WOW after many years owning a computer it never hit home to seek
and ideas from like minded people until I had a rhodium
plating challenge which I will elaborate on later.

My name is Ben, Im a 32yo male married with 3 boys 3 6 8. Been
working from home for approx 10 years when the retailer I was
working for decided to use a lessor priced contractor. Still with
jobs to keep me going from my private customers though. After a few
months I answered an ad looking for a contract jeweller which I
applied for and got, but it was instore. I had to think long and
hard as being home for so many years was comfortable. I took up the
position on terms which was accepted and boy was I homesick, I
couldnt even socialise as I hadnt for so long. But 1 year on I have
to say I love it.

Anyway back to my rhodium.

I plated this ring today 3 times and each time several spots
appeared which seemed to be in the same place, so my conclusion was
as it was a casted piece tiny perosity in the locations would
prevent any adhesian.

My dilema is that I need a better way to strip rhodium other than
emery by hand also another job requires delicate masking, so I do
not want to do it with fear of bleading so I need help.

ben rinaldi
Australia


#2

Well, Ben I suggest that you keep your elbow limber, and stock up on
emery paper. I have heard it said that one of the main reasons
rhodium cost (at one point) $2000/oz. is because it takes 7 MONTHS
to extract it from the ore. Basically, anything that will "strip"
or dissolve rhodium will vaporize the base metal - even platinum -
long before the rhodium is even touched. It is impervious to
everything you would want in your shop - unless you like a little
free flourine gas? We use nail polish for masking - if you use a
tiny brush you can do anything. Realize that, if you smear over
your line, it will not plate even if you wipe it off.


#3

Hi Ben,

I am interested in hearing about the striping myself.
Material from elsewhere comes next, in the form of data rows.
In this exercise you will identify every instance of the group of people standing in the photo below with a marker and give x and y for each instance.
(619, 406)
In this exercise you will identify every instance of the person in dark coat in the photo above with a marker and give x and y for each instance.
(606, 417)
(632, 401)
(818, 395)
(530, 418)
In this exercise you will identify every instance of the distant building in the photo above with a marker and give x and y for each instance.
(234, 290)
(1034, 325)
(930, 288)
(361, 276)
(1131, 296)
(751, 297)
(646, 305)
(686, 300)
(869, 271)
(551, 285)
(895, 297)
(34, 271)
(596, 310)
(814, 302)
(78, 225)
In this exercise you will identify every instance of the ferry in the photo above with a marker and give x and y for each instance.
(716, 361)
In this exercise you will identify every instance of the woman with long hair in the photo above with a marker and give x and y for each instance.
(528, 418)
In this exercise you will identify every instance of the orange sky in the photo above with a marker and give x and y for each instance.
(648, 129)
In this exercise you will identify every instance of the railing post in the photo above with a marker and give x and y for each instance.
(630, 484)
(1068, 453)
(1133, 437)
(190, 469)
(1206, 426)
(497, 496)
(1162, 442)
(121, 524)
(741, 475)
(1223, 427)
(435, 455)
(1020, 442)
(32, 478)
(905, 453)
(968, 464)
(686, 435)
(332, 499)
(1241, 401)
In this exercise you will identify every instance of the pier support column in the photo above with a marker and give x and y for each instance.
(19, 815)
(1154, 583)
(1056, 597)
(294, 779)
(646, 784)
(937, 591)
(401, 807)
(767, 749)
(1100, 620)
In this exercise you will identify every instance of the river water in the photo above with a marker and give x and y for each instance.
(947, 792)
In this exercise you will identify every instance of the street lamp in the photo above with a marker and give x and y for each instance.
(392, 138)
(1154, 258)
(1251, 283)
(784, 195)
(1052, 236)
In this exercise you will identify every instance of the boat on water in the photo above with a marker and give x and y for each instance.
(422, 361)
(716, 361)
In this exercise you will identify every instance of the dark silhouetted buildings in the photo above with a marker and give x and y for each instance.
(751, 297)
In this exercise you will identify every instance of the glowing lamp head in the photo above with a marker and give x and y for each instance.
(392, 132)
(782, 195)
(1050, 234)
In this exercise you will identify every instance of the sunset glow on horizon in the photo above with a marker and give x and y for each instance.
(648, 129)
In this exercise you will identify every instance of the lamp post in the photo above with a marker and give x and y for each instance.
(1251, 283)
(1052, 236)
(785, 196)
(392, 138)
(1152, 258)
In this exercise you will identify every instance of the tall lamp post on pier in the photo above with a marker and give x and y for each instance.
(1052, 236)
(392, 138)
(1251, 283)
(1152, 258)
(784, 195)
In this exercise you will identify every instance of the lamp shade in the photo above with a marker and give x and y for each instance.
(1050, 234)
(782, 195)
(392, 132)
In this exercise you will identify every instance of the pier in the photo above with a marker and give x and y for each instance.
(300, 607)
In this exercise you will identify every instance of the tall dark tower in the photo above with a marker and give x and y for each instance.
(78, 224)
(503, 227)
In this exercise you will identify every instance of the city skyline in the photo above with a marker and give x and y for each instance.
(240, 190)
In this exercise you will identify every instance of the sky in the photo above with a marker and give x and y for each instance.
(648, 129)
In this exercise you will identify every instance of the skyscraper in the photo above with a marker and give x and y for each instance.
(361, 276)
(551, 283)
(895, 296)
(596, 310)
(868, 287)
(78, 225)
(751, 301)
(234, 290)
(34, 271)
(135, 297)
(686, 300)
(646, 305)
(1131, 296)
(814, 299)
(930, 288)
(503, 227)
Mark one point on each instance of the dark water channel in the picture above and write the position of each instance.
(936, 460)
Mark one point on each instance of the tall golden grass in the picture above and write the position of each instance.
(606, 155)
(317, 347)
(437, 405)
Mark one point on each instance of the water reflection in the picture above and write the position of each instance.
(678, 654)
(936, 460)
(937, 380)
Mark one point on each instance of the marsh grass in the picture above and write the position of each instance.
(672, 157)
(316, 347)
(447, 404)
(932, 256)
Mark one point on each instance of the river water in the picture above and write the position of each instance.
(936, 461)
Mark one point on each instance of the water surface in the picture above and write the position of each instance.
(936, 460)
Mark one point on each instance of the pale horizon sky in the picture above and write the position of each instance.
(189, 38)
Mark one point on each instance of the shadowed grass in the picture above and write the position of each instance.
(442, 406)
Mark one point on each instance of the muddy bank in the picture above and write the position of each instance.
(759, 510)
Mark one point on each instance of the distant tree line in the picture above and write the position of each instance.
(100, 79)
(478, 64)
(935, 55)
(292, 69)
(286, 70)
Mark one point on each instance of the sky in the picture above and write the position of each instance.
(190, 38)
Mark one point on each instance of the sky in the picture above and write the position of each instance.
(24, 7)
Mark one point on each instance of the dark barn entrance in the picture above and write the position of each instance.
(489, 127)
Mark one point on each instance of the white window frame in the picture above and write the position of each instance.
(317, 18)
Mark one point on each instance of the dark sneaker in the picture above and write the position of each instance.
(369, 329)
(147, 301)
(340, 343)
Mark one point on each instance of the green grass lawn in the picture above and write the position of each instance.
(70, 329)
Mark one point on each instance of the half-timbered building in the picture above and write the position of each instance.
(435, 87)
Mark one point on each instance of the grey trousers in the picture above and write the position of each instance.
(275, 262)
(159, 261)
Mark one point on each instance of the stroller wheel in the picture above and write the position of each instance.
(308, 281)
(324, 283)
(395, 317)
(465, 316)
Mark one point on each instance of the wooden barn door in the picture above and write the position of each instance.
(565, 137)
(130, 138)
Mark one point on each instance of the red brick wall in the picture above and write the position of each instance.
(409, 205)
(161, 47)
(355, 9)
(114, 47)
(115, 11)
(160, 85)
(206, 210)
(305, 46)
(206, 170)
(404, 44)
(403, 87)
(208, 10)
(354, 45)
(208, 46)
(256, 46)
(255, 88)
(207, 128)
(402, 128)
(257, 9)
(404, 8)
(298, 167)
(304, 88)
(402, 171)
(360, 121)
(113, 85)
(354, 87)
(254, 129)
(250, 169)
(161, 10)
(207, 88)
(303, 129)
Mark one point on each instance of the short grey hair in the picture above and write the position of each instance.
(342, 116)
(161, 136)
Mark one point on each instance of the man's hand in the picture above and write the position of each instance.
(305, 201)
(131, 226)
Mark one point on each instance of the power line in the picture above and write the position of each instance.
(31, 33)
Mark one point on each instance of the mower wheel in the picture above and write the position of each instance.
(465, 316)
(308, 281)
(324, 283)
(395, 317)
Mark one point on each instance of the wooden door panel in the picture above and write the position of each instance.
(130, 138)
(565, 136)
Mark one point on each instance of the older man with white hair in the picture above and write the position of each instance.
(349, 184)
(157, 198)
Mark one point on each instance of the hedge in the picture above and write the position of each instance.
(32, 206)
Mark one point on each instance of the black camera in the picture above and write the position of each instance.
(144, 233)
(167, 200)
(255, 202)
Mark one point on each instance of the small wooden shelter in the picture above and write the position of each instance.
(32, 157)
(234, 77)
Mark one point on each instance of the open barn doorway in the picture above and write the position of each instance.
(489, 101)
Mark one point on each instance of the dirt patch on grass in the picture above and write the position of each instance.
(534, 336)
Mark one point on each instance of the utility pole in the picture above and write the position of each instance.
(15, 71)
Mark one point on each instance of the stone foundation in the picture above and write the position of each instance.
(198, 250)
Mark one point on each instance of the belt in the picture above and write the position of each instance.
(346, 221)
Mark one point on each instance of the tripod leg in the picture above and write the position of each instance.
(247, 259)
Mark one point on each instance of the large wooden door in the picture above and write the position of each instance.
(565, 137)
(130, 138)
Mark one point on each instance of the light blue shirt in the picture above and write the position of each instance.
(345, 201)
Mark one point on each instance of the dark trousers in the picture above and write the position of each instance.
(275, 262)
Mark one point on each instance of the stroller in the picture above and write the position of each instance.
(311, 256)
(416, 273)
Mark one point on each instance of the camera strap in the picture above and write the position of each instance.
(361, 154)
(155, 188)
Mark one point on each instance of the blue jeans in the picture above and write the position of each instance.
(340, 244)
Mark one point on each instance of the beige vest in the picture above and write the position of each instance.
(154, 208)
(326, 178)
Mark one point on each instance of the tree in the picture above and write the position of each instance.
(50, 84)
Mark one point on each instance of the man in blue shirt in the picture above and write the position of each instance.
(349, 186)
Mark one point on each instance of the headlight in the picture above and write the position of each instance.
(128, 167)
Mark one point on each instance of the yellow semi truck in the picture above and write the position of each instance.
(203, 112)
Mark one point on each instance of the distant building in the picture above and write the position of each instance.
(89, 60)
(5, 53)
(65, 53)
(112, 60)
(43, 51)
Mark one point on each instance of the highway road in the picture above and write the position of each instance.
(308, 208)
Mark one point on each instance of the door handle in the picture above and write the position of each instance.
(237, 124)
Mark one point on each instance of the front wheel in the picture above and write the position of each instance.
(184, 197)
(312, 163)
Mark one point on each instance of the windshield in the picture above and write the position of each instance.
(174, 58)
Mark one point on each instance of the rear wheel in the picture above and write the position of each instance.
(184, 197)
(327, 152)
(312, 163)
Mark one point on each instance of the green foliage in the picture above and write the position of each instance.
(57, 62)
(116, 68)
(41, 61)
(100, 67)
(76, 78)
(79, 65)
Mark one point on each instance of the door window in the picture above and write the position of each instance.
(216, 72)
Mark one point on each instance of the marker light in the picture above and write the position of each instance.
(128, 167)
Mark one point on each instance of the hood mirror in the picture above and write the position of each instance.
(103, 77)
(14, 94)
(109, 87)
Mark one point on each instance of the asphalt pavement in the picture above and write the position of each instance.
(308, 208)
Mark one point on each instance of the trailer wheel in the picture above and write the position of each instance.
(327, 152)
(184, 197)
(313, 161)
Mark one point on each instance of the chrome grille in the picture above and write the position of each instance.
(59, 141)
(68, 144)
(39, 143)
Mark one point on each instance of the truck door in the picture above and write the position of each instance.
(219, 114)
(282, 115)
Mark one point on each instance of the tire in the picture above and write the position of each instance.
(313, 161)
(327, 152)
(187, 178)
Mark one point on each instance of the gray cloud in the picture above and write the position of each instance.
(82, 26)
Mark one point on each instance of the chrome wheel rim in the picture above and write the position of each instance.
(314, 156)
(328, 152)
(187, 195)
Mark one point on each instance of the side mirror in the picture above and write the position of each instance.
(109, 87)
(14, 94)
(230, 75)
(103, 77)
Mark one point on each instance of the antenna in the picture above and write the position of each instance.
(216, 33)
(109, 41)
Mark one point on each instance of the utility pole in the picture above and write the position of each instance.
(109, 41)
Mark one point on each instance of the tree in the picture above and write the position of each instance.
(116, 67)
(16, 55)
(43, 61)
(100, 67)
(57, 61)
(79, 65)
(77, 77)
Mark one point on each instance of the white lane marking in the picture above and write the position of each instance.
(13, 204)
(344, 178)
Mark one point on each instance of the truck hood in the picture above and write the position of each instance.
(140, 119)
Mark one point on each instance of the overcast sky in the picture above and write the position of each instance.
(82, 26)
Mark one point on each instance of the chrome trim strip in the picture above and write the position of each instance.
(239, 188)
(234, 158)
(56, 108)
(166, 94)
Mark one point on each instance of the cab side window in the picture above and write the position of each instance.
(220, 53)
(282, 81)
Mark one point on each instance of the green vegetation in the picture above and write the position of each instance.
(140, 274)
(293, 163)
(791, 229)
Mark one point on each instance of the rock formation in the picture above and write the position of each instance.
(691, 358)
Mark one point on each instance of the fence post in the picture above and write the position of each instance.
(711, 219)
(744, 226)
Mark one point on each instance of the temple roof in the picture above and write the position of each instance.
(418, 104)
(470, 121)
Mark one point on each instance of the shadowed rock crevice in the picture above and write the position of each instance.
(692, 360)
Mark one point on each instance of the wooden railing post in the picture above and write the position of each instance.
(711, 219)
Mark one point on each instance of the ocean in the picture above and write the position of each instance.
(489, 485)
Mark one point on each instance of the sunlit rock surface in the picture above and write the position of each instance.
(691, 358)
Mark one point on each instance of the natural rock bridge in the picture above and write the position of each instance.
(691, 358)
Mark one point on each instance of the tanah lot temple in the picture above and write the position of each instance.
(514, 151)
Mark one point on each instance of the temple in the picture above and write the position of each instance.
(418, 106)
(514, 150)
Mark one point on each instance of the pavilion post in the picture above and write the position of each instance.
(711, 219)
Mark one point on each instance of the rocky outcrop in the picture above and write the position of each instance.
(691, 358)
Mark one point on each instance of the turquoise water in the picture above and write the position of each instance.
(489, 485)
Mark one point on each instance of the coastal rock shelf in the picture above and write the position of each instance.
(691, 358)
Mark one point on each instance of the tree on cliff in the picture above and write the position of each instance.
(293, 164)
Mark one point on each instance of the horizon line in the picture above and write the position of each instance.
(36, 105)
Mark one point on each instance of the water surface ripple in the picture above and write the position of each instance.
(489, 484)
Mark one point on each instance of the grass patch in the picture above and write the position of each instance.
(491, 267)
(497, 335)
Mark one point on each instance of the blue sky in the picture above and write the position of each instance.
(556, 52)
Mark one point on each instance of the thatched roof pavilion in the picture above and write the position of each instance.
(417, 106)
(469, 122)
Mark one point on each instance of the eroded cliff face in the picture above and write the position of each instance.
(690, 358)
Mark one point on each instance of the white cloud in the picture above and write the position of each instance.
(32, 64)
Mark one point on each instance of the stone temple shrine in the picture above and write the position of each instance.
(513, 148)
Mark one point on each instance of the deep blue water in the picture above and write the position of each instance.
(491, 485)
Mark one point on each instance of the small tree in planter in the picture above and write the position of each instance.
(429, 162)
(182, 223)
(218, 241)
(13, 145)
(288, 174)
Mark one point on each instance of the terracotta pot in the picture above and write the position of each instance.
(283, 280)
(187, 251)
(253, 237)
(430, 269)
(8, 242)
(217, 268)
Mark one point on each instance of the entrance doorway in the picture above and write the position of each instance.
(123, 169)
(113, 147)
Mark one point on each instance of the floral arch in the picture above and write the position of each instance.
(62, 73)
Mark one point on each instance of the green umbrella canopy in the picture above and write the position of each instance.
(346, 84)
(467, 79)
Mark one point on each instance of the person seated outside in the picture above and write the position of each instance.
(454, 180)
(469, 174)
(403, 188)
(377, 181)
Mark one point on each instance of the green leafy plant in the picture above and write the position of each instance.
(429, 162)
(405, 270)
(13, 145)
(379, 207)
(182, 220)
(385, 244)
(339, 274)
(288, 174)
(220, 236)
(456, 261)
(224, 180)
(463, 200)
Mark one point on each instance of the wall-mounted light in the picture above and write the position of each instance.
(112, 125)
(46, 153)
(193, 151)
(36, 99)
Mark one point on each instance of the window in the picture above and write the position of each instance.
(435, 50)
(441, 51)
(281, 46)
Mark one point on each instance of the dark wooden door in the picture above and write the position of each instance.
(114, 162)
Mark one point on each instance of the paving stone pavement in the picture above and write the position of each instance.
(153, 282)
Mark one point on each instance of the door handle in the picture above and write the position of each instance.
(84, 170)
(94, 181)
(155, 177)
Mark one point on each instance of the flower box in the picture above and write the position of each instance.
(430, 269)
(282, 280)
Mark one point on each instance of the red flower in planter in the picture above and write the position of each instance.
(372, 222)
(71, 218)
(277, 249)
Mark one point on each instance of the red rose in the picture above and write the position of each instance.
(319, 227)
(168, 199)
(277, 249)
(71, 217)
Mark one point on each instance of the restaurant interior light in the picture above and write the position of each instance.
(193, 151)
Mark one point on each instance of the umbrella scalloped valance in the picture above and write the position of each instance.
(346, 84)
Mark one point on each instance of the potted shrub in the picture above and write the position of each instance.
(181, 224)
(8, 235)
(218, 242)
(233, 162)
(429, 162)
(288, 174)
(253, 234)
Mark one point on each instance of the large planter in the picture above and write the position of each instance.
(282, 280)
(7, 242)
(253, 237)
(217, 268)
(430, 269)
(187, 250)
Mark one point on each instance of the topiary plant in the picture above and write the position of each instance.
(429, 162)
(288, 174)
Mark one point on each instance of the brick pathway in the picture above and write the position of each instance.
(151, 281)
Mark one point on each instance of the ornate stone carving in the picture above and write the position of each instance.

As far as the delicate plating job you mentioned…Instead of
masking a whole piece try a rhodium pencil. If you don’t have one
(which I am assuming) I suggest you make one. The mfgr’d ones are made
pretty poorly. (They tend to corrode on the inside connections)

I have one made with all platinum to hold the felt tip and inserted
that into a bic pen casing. You could probably use gold material to
make the electrical connection and save the money of using platinum.

Anyhow, a rhodium pencil can be used with your existing rectifier.
You don’t need the plating rectifier that comes with the pens. Neg-to
piece. Pos-to pen. Just dip the tip into your rhodium and then
draw. Play with the voltage to see what gives you the best results.